Mar – Enciclopédia da Estória Universal
Afonso Cruz
Editora: Alfaguara (Penguin Random House)
Sinopse: Mais uma vez, Afonso Cruz volta a desafiar os géneros e escreve um volume de Enciclopédia que, afinal, é um romance em várias entradas: um conjunto de histórias interligadas, todas elas sobre o MAR, o seu apelo, o seu fascínio. Histórias encantatórias a que não faltam personagens inesquecíveis, como a do homem que tem o céu tatuado na pele ou o músico que lança cartas de amor ao mar. O último romance de Afonso Cruz, Para onde vão os guardachuvas, venceu, este ano, o Prémio SPA – Sociedade Portuguesa de Autores, e foi ainda finalista dos Prémios APE – Associação Portuguesa de Escritores e Fernando Namora.
Opinião: Não podia deixar terminar 2014 com a opinião deste livro pendente. É que ler Afonso Cruz é querer ficar inquieto, é não suportar a monotonia, é querer ir mais longe e desafiarmo-nos a mergulhar em baús – do passado, do presente e ainda tentar espreitar para o futuro. Não conheço nenhum outro escritor que de forma tão simples, como uma frase curta, consiga causar tão grande impacto. Falo de sentenças como esta, por exemplo – “Dizem que cada homem é uma ilha, mas, para ser preciso, cada homem é um náufrago.“
Existe esta diferença entre os romances de Afonso Cruz e as suas Enciclopédias – enquanto nos primeiros temos um mesmo universo explorado de forma intensa e brutal, estas últimas trazem até nós, de maneiras tão diferentes, tantas personagens, vidas, acontecimentos e temáticas que mergulhar num destes livros é mesmo como tentar nadar ao longo de um vasto mar, tocando em diferentes povoações a cada toque de terra. Cada uma tem o seu tema e o de 2014 foi precisamente esse – o Mar. De tantos elementos que temos na natureza, sem dúvida que este, pela sua vastidão e profundidade, pela sua volatilidade e ao mesmo tempo consistência, consegue ser o reflexo de várias emoções humanas.
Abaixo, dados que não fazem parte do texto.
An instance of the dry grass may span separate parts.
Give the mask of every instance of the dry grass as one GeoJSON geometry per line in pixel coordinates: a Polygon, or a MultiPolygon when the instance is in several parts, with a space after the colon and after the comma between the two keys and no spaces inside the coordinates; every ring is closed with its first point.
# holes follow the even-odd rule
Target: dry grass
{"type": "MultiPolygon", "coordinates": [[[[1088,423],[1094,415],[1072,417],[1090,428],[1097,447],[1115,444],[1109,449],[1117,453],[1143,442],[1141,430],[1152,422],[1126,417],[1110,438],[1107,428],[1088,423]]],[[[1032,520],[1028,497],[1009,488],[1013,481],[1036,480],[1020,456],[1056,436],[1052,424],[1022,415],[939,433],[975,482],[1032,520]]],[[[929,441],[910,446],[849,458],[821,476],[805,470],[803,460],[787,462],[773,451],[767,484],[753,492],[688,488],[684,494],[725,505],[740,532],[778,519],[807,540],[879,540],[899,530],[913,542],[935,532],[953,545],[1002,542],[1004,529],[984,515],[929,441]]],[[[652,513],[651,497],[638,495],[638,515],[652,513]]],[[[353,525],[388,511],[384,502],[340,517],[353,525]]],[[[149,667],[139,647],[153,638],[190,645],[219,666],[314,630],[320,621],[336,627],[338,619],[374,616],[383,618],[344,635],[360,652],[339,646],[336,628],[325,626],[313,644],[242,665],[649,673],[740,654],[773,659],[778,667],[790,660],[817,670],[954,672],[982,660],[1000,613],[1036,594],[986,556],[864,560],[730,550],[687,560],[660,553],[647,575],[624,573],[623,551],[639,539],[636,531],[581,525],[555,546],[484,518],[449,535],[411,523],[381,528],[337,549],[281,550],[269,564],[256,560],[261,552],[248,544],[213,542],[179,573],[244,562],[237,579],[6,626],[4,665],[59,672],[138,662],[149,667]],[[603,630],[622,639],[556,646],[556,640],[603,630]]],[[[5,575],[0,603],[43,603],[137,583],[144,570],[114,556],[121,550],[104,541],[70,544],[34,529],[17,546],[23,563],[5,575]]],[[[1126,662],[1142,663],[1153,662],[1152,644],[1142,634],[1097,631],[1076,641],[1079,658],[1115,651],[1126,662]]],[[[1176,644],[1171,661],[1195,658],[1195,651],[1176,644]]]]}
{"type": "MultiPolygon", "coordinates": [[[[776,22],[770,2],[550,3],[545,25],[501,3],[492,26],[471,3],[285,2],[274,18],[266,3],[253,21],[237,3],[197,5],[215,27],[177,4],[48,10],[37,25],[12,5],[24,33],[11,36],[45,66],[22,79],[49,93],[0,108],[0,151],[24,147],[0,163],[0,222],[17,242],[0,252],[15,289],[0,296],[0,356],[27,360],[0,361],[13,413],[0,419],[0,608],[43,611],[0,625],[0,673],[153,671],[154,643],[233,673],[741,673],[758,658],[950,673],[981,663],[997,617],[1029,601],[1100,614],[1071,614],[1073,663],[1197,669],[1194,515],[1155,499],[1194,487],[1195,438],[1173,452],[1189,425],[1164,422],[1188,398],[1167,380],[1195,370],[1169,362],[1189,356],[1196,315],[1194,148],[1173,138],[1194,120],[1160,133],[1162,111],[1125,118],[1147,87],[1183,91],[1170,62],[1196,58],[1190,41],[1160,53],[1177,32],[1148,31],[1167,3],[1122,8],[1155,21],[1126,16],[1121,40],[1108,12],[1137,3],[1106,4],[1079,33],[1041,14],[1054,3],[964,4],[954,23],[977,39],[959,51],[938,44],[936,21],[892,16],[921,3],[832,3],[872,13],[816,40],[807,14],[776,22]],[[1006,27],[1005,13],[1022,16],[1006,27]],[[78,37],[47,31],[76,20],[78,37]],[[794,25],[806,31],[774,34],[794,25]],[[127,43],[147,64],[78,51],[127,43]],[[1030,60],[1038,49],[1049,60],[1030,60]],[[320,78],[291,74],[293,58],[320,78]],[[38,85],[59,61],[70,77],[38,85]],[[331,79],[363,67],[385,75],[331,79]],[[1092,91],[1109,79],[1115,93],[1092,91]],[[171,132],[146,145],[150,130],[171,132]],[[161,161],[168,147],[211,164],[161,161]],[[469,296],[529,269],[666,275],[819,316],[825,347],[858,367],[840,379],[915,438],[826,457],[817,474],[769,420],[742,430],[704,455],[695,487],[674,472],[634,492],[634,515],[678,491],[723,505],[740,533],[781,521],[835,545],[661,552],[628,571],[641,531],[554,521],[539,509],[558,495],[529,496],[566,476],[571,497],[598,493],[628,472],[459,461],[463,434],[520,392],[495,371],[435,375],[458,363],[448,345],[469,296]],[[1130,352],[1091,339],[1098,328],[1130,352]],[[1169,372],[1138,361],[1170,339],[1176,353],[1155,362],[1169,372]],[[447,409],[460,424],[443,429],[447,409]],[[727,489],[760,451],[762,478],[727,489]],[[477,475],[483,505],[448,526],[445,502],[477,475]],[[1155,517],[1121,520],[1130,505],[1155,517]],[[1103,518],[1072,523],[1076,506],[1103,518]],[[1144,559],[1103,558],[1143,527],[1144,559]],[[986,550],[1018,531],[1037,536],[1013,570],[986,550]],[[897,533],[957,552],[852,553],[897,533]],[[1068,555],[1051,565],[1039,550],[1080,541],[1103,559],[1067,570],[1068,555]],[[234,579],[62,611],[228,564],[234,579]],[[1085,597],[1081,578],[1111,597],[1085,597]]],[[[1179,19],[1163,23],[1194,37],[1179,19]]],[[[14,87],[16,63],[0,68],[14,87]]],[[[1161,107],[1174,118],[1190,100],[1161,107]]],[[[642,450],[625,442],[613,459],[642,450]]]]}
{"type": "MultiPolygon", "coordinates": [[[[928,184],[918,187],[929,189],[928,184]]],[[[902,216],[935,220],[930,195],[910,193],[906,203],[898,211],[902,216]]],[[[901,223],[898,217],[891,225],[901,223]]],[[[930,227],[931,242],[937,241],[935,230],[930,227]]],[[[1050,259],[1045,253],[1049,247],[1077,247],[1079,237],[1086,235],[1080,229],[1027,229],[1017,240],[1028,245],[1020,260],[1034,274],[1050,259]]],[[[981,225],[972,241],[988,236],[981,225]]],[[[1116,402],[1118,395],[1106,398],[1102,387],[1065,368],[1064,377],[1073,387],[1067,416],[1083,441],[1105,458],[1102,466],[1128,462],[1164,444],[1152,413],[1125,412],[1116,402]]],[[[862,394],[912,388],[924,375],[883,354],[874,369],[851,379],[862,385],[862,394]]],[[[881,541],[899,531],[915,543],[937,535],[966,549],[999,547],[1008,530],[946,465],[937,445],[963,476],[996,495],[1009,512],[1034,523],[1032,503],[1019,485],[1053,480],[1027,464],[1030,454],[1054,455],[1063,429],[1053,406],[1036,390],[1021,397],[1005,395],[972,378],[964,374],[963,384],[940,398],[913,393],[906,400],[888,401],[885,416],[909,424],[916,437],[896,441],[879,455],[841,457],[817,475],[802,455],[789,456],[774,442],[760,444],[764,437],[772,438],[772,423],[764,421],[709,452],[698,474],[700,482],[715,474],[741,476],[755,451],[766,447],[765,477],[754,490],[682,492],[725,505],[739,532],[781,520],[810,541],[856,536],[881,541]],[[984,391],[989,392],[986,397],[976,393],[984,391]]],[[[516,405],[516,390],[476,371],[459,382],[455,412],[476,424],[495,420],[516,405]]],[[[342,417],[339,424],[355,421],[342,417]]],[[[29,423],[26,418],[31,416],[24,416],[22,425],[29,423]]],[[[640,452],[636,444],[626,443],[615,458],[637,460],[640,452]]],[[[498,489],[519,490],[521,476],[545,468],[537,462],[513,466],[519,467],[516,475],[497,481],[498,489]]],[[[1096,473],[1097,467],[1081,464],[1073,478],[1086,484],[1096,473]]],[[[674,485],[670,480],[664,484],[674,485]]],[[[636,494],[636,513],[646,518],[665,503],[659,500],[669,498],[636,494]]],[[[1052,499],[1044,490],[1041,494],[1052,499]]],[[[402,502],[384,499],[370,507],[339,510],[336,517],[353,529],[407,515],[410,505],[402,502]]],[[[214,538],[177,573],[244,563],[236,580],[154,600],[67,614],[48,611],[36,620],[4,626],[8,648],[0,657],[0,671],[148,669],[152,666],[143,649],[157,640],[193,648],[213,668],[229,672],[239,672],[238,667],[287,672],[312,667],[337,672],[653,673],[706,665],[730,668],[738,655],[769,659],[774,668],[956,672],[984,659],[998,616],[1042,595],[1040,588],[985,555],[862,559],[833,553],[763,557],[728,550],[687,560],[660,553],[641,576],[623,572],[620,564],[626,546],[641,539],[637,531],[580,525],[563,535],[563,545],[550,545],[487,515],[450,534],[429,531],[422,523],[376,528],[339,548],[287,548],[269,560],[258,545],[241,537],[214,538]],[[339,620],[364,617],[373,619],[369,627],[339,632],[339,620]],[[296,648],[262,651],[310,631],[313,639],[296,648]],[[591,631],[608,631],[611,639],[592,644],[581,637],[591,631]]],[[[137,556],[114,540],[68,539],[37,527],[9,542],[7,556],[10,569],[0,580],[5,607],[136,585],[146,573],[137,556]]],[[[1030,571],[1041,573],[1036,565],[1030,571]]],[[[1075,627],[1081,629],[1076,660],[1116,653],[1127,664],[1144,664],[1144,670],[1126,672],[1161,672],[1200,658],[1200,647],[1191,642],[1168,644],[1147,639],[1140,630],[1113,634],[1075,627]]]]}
É apelando aos vários sentidos, começando pelo olfacto e acabando no tacto, que tomamos contacto com uma imagética marítima forte e nos deixarmos prender nas várias estórias que nos são contadas. Como só Afonso Cruz consegue fazer de forma exímia, existe um entrelaçamento, uma ligação intrínseca entre cada uma delas, que deslumbra o leitor, ao mesmo tempo que o abana e, por vezes, o choca. Existe uma inevitabilidade e uma consequência em cada acção que é exposta nestes contos, ao mesmo tempo que se viaja pela infância e por um tempo adulto perdido.
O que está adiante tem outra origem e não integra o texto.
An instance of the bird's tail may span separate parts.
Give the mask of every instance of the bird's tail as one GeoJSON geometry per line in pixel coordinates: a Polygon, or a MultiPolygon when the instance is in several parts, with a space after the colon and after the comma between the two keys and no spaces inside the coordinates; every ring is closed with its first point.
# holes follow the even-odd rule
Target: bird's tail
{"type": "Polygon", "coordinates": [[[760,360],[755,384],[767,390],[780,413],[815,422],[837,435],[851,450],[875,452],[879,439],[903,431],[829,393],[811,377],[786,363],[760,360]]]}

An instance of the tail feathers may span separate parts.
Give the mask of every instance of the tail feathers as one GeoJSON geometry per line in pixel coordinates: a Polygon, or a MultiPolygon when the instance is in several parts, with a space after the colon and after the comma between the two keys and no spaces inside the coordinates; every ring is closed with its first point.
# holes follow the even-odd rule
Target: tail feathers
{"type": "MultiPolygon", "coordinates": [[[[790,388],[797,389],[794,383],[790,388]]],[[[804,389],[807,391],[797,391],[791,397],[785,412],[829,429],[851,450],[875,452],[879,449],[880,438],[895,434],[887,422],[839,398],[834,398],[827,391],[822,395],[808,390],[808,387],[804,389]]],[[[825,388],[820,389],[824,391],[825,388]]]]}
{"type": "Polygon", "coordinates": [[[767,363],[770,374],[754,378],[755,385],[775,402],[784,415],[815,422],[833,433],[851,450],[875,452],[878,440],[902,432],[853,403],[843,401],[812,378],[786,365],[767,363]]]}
Mar – Enciclopédia da Estória Universal, é uma obra para se ir lendo, para se ir consultando. Não existe pressa em percorrê-lo do início ao fim, qual maratona, porque cada letra, componente, conto, frase, aforismo, o que for, merece ser lido, vivido e digerido como deve ser antes de se avançar para o próximo. Não é novidade que estamos perante um dos grandes autores do século XXI, mas eu arrisco-me, sem medos, a dizer que estamos perante um dos melhores autores portugueses de sempre. Pode-se estranhar ao início, o estilo diferente, a forma muito própria e contemporânea com que aborda os seus enredos, mas quando se entranha, já não se consegue passar muito tempo sem ler ou reler algo seu.
PS: Fica uma nota para a capa e a sua concepção estética, que à primeira vista perguntei-me o que será que lhe tinha acontecido, mas que no fundo é como que um manuscrito vindo dentro de uma garrafa (que grande garrafa esta), com marcas da salinidade, bem ao jeito do que encontraríamos se encontrássemos um desses papiros perdidos pelo mar.